Immunohistochemical staining for Bcl-2 and PCNA in needle-biopsy specimens within (A) SA, (B) PIA/PAH lesions, (C) high-grade PIN and (D) cancer. Bcl-2 is widely expressed in inflammatory and epithelial tissues of SA and PIA/PAH, with more intense staining in the basal epithelial cells near the areas of chronic inflammation, as well as predominantly in infiltrating immune cells. High expression of PCNA is observed in the proliferating epithelium in high-grade PIN and cancer. Magnification, ×20 (inset, ×40). PCNA, proliferating cell nuclear antigen; SA, simple atrophy; PIA, proliferative inflammatory atrophy; PAH, post-atrophic hyperplasia; PIN, prostatic intraepithelial neoplasia.

Figure 3.

Distribution of Bcl-2 and PCNA in various morphological lesions. (A) A significant difference in Bcl-2 was noted among the four different tissue types (P<0.0001). The pair-wise comparison showed a significant difference in Bcl-2 expression in SA vs. PIA/PAH lesions (P<0.0001); SA vs. HGPIN (P=0.012); PIA/PAH vs. HGPIN (P=0.002); and PIA/PAH vs. cancer (P=0.0009). (B) A significant difference in PCNA expression was noted among the four different tissue types (P<0.0001).

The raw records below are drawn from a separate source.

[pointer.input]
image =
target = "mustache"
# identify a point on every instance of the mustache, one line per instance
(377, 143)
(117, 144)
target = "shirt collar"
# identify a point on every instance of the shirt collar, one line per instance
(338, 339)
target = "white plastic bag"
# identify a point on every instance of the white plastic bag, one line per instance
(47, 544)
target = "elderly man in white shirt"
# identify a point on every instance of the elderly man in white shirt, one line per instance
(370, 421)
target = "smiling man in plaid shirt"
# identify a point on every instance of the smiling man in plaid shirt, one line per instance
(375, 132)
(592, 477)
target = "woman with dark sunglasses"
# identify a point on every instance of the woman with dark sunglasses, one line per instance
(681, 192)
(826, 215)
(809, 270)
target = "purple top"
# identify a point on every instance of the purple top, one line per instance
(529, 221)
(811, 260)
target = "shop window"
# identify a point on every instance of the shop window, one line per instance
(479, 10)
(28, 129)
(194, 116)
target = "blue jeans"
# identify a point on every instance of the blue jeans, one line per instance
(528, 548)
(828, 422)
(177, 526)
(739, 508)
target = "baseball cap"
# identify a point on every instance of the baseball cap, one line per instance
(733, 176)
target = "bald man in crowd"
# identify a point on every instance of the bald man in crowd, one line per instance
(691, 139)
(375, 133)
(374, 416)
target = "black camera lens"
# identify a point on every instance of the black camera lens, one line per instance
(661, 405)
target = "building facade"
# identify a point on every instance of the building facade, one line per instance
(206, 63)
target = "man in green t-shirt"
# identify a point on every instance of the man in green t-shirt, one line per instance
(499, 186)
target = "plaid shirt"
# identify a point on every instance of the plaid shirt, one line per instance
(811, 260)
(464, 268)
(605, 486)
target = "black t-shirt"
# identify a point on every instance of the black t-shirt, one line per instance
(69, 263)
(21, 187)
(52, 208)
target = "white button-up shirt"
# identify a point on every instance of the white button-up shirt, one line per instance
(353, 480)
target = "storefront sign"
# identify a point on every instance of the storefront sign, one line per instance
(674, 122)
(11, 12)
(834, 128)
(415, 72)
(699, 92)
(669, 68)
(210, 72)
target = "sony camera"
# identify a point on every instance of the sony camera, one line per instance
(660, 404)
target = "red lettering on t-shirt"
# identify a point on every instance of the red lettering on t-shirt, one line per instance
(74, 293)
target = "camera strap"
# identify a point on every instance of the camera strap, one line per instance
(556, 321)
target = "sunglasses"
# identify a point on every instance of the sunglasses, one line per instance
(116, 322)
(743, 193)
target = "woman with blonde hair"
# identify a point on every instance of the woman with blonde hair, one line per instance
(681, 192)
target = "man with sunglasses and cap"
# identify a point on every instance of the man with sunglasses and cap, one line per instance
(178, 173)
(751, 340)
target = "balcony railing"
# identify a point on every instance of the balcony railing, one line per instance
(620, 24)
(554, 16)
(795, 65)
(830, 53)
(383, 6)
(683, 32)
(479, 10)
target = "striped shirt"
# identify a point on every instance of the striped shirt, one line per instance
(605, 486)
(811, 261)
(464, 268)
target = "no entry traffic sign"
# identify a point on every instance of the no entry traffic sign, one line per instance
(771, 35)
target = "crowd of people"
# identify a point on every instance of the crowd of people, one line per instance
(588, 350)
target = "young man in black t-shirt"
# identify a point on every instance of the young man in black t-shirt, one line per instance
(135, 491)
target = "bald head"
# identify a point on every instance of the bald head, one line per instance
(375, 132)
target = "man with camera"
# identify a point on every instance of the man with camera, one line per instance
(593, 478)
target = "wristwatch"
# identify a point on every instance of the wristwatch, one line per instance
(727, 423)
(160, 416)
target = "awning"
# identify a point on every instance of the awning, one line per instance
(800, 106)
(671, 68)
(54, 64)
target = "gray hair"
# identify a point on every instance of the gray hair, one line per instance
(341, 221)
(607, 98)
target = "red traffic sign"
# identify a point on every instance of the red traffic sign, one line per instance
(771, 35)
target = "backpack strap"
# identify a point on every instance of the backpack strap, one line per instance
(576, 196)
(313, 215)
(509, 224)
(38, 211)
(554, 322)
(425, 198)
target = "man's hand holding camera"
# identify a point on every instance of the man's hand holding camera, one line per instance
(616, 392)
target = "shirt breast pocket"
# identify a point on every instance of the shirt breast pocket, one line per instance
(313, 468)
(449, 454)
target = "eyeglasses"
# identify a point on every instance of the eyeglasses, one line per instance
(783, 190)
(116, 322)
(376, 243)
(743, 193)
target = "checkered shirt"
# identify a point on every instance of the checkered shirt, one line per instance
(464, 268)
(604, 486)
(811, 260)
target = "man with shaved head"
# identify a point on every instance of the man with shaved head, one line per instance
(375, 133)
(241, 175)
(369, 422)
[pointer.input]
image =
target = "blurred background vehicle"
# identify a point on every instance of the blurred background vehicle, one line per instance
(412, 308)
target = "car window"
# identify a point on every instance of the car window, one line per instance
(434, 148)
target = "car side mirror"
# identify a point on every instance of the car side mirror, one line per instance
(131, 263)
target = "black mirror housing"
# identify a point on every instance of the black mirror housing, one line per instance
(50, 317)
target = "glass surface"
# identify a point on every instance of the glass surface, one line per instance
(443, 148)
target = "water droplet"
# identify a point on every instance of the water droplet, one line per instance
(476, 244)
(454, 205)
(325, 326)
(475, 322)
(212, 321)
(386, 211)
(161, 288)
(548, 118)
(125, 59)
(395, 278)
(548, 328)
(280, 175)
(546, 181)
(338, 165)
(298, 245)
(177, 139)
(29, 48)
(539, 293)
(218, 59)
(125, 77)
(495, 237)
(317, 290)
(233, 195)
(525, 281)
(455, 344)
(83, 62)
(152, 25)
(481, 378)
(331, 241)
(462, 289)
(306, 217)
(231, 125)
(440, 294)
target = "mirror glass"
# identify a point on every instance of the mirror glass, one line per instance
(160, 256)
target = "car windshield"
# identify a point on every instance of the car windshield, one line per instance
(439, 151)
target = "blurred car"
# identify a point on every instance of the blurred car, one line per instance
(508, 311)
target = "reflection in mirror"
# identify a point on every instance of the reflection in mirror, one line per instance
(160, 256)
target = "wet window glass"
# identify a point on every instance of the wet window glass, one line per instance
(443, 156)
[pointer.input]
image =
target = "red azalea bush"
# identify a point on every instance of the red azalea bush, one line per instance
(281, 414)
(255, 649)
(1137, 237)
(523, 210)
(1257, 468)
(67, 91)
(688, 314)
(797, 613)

The pair-wise comparison revealed a significant difference in PCNA expression in SA vs. PIA/PAH (P=0.0007); SA vs. HGPIN (P=0.002); SA vs. cancer (P=0.002); PIA/PAH vs. HGPIN (P=0.004); PIA/PAH vs. cancer (P=0.0004); and HGPIN vs. cancer (P=0.004). PCNA, proliferating cell nuclear antigen; SA, simple atrophy; PIA, proliferative inflammatory atrophy; PAH, post-atrophic hyperplasia; HGPIN, high-grade prostatic intraepithelial neoplasia; SEM, standard error of the mean.

Figure 4.

Needle-biopsy specimens immunostained for Bcl-2 and PCNA in serial sections. Left and right panels demonstrate serial section from 2 different prostate needle biopsy specimens. (A) Epithelial cells show weak Bcl-2 staining (left panel) and heavy cytoplasmic staining for Bcl-2 (right panel). (B) Needle-biopsy specimens immunostained for PCNA within the serial sections of the same specimen. Intense PCNA in cells which do not express Bcl-2 (left panel) whereas little-to-no expression of PCNA is observed in cells expressing Bcl-2 (right panel). Arrows showing cells expressing high PCNA but not Bcl-2, and vice versa. PCNA, proliferating cell nuclear antigen.

Figure 5.

Scatter plot of inflammation vs. (A) Bcl-2 and (B) PCNA. A strong positive association between inflammation and expression level of Bcl-2 (r=0.882) was observed: The expression of Bcl-2 identified (r=−0.197); however, this was not statistically significant (P=0.249). r-values represent Spearman correlation coefficient. PCNA, proliferating cell nuclear antigen.

Figure 6.

A hypothetical model showing how chronic inflammation leads to cancer development. Under the influence of chronic inflammation epithelial cells acquire increased survival with an increase in Bcl-2 expression. The survival signal alters the phenotype of these particular epithelial cells, which gain neoplastic characteristics, leading to precursors that may later acquire increased proliferation rate leading to cancer development and subsequent progression.